Maybe it's like when a storm knocks out the power at home. You're hanging out with the same people, but there's something about familiar faces in flickering candlelight, or rummaging for flashlights to illuminate the mini-adventure, that makes the aura all the warmer and fuzzier.

"You have to mentally get up for a football practice, but this one is definitely an exception," said Stone Bridge senior linebacker Mike Olson, whose team will congregate today in preparation for its Virginia AAA Division 5 semifinal at Phoebus on Saturday. "Everyone comes in screaming and yelling the whole practice. The whole practice is all smiles. It's definitely a serious atmosphere, it's intense, but you get that feeling when you step out on that field with your gear. It's cold, but you forget about that because of the special occasion.

"Just being there on that day, you really don't care about getting up for practice, because it's with your boys."

Thanksgiving is a family-oriented day, of course, and as Olson hinted, many high school football players whose seasons are still alive have spent more time in recent months with their football family members than with their real ones. So seeing "your boys" on Thanksgiving feels as natural as seeing aunts and uncles and cousins around the dinner table.

After all, you must like one another a lot; otherwise, the team probably wouldn't have been cohesive enough to advance this far.
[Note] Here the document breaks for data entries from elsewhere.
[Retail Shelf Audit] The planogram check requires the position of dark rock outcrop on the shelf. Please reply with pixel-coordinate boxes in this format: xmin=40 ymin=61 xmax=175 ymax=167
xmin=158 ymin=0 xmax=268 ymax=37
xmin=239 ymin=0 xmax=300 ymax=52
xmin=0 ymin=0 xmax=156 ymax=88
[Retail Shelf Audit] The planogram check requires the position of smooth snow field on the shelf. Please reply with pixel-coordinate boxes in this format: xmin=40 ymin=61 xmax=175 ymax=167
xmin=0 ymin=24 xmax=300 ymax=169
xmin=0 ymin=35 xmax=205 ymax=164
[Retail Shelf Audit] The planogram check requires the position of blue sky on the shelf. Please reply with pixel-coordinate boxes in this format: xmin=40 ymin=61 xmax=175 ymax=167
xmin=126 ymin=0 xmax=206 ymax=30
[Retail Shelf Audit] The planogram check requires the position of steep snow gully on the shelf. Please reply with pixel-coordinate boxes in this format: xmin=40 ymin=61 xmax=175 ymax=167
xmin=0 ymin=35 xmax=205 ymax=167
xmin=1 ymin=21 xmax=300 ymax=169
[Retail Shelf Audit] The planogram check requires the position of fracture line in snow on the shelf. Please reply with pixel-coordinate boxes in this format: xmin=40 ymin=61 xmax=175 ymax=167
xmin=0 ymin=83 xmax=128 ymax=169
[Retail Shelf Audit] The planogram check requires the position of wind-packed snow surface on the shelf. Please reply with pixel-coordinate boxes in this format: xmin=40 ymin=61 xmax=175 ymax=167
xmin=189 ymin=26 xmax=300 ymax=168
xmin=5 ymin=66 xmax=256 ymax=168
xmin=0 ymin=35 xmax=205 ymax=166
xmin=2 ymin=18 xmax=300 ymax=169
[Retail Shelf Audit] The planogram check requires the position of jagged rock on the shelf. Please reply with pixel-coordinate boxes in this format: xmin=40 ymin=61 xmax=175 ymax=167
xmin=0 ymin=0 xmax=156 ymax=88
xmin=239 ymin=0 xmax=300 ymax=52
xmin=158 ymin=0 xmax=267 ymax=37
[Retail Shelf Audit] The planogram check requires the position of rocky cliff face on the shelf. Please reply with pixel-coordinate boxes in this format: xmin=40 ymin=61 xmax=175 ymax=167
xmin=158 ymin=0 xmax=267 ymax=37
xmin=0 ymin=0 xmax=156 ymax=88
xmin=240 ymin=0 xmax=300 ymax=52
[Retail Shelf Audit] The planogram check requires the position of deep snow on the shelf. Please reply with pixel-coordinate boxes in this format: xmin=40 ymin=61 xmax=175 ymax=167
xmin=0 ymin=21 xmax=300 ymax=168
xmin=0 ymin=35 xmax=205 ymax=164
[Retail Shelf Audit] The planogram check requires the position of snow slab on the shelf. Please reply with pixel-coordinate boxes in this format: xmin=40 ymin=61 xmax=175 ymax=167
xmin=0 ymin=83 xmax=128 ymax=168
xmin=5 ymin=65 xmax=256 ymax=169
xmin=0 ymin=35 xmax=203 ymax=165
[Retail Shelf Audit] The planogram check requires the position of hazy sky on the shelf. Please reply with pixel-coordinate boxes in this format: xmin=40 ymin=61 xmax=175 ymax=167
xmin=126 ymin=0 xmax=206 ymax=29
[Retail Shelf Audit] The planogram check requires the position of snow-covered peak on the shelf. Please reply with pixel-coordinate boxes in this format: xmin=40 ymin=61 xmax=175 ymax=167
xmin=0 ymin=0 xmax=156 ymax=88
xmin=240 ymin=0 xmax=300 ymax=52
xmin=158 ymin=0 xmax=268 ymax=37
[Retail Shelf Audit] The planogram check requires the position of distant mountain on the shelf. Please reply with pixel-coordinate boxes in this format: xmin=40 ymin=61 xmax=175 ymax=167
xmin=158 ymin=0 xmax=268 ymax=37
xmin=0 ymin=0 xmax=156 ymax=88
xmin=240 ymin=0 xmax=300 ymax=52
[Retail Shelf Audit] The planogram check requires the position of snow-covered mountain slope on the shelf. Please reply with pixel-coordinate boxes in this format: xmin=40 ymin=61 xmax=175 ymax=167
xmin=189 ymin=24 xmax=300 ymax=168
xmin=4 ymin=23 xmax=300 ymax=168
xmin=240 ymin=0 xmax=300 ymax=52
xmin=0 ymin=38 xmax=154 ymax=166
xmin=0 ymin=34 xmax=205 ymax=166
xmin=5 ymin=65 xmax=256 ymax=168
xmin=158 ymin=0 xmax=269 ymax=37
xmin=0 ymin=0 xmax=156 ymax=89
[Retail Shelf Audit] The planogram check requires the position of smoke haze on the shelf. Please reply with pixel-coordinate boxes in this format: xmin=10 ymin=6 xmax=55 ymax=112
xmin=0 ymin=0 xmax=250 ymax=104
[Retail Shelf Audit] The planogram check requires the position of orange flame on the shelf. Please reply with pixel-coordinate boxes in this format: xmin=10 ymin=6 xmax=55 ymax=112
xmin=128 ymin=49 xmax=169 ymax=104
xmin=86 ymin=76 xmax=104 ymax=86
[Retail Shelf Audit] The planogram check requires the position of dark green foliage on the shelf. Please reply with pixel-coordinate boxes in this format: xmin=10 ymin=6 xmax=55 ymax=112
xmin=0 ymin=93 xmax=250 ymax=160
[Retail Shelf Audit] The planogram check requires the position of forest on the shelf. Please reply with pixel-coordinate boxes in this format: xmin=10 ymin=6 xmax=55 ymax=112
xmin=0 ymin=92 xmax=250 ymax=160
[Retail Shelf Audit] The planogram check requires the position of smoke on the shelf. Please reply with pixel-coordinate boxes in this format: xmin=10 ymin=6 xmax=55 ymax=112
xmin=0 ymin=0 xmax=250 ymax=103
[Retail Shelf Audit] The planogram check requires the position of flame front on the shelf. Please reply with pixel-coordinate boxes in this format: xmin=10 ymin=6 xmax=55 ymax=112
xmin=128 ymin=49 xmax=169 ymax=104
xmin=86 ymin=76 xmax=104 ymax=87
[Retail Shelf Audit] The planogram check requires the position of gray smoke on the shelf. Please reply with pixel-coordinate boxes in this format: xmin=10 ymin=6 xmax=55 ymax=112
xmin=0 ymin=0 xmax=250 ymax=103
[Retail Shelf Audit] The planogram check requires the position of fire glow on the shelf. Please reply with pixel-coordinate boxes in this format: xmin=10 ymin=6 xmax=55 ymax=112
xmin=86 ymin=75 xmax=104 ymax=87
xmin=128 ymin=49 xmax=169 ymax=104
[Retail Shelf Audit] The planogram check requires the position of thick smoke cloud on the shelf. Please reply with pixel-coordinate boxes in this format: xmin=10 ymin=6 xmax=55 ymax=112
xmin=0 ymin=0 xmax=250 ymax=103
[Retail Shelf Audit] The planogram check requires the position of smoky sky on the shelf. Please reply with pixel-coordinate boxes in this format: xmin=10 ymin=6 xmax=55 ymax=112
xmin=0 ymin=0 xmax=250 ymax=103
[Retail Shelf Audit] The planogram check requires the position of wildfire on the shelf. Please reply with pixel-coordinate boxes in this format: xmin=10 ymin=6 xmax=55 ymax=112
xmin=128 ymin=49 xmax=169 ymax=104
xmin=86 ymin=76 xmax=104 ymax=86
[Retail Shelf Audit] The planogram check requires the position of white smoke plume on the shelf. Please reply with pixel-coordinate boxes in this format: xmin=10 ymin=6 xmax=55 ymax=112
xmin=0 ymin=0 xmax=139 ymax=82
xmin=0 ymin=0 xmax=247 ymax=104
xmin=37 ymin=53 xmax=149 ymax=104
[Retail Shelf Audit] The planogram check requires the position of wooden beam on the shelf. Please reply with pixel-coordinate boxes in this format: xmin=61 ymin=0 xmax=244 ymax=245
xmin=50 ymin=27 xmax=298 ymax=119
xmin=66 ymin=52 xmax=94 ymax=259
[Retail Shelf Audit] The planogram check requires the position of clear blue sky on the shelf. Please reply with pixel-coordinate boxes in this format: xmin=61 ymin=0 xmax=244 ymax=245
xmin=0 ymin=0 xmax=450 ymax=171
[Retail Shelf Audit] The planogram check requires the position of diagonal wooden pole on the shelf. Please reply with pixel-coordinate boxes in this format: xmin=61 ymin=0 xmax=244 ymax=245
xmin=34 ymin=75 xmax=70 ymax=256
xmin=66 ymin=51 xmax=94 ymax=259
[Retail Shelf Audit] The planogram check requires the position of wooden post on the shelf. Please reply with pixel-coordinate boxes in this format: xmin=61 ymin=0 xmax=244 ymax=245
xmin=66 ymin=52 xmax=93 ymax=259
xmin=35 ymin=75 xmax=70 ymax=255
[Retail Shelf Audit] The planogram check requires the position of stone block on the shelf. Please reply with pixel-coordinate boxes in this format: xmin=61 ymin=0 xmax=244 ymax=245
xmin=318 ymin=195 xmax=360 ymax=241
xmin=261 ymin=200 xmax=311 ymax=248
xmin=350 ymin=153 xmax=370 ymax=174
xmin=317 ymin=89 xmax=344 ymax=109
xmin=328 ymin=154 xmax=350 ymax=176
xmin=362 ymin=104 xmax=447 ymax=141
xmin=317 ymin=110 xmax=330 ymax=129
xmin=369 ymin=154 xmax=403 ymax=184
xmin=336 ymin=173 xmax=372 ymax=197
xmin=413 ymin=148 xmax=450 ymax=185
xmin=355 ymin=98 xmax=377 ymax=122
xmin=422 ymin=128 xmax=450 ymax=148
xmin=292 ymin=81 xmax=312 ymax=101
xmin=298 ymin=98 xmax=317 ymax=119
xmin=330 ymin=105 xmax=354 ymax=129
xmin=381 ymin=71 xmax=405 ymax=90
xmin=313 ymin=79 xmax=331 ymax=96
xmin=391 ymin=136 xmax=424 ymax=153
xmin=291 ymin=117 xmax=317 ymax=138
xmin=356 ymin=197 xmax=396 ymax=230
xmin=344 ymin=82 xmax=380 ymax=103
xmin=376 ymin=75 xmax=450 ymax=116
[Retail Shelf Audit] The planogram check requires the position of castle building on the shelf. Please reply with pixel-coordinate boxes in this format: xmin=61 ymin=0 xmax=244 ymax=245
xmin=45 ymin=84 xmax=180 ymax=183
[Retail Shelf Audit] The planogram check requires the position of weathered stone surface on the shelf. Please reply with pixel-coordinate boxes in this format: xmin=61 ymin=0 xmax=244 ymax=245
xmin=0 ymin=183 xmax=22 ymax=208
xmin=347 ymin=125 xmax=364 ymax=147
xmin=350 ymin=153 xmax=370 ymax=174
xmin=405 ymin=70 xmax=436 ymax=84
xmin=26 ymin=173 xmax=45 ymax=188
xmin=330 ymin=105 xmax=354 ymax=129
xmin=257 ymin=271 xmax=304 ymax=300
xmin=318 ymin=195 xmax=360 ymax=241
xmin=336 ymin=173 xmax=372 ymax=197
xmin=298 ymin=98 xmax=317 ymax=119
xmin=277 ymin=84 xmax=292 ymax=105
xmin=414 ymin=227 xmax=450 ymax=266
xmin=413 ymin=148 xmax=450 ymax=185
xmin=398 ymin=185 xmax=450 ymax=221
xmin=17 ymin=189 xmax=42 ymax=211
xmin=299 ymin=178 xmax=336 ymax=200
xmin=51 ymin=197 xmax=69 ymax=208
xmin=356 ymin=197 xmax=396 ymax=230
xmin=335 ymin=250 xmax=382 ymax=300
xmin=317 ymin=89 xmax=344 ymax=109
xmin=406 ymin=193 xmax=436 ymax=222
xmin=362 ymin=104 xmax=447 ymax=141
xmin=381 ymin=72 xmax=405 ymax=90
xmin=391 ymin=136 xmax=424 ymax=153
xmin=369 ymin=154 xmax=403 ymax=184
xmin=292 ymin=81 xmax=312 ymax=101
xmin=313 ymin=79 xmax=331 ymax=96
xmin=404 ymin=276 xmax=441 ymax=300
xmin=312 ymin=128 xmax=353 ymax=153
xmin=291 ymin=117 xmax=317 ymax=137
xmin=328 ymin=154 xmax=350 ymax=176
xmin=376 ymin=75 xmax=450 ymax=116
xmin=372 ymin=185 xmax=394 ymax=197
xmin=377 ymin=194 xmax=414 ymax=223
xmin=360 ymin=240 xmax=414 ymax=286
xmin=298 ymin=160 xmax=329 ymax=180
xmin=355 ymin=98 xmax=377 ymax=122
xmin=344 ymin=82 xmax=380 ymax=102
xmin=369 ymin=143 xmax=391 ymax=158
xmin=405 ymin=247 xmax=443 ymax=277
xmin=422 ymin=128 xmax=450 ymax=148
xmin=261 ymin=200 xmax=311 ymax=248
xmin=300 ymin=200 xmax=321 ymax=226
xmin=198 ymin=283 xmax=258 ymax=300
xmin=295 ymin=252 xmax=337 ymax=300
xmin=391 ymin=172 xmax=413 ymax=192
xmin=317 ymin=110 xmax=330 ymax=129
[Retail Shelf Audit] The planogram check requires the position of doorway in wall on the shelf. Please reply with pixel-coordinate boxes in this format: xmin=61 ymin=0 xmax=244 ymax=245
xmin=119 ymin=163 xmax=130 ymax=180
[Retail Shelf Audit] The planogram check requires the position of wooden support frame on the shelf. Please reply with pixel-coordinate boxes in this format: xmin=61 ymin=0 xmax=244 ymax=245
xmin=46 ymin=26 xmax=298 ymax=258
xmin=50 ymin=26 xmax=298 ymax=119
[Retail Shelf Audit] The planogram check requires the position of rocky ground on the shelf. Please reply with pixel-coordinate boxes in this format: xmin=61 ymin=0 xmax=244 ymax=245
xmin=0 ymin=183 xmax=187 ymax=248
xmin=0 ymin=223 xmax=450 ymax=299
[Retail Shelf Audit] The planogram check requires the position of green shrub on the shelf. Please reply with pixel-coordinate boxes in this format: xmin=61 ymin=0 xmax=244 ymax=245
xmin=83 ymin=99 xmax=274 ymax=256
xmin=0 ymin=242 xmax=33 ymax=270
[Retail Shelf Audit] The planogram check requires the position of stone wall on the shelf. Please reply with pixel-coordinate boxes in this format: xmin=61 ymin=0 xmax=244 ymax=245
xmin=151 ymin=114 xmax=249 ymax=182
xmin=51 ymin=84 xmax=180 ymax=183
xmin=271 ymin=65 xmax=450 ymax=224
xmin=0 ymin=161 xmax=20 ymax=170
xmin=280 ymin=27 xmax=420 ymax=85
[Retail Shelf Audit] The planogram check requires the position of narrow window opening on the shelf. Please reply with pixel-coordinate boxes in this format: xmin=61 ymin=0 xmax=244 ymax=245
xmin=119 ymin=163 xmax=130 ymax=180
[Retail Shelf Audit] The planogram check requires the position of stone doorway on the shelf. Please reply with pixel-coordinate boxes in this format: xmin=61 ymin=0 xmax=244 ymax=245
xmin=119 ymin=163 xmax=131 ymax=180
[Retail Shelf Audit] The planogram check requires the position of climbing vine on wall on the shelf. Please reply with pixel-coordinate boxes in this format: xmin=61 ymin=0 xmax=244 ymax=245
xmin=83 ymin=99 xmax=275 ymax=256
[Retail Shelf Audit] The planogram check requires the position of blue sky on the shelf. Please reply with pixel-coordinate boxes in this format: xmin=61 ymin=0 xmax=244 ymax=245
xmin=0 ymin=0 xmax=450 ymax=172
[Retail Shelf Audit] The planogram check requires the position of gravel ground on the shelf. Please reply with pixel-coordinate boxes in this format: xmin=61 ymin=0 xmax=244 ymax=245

And former teammates also are in town and might drop by practice or attend the coming game.

"It's just a good feeling to see all the old guys come back and show how much of a good program we had," said Arundel senior receiver Alec Lemon, whose team will be practicing today for the second Thanksgiving in a row, with a Maryland 4A semifinal at Linganore tomorrow night. "There are a couple guys that come back for homecoming and Senior Night and stuff, but for Thanksgiving, everyone's back on break unless they're playing a [college] sport."

Some schools, such as Westfield and River Hill, put out a huge Thanksgiving breakfast spread prepared by team parents. Meier, now the principal at Robinson, was more of a king-size doughnut and hot chocolate man for his teams' seven Thanksgiving workouts.

When Meier's former school, Chantilly, was going to practice on Thanksgiving two years ago, he e-mailed Chargers Coach Mike Lalli to express how special those Thanksgiving practice memories are to him, and perhaps to encourage a younger coach to make sure to relish the experience.

"Most great teams develop a sense of family," Meier said. "Really, as a coach, it's not so much that a loss in the playoffs ends your season. It disbands your family. To be practicing on Thanksgiving, you have the morning with your football family and the afternoon with your biological family."

Wilde Lake Coach Doug DuVall bypassed practice one Thanksgiving so his team could hand out food in Baltimore. Now, to underscore the significance of the day, he asks his players to go home after the Thanksgiving practice and call a relative they have not spoken to in a long time. Who knows, it might be a relative they would have otherwise seen if not for the Thanksgiving practice.

Parents in powerhouse programs generally know not to make Thanksgiving travel plans. But sometimes players and parents are surprised to learn that their team will be practicing on Thanksgiving.

DuVall recalls this exchange between players from several years back:

"If we have practice on Thanksgiving," one asked, "what do we do about Thanksgiving dinner?"

"Don't worry," a teammate replied. "KFC is open until 5 o'clock."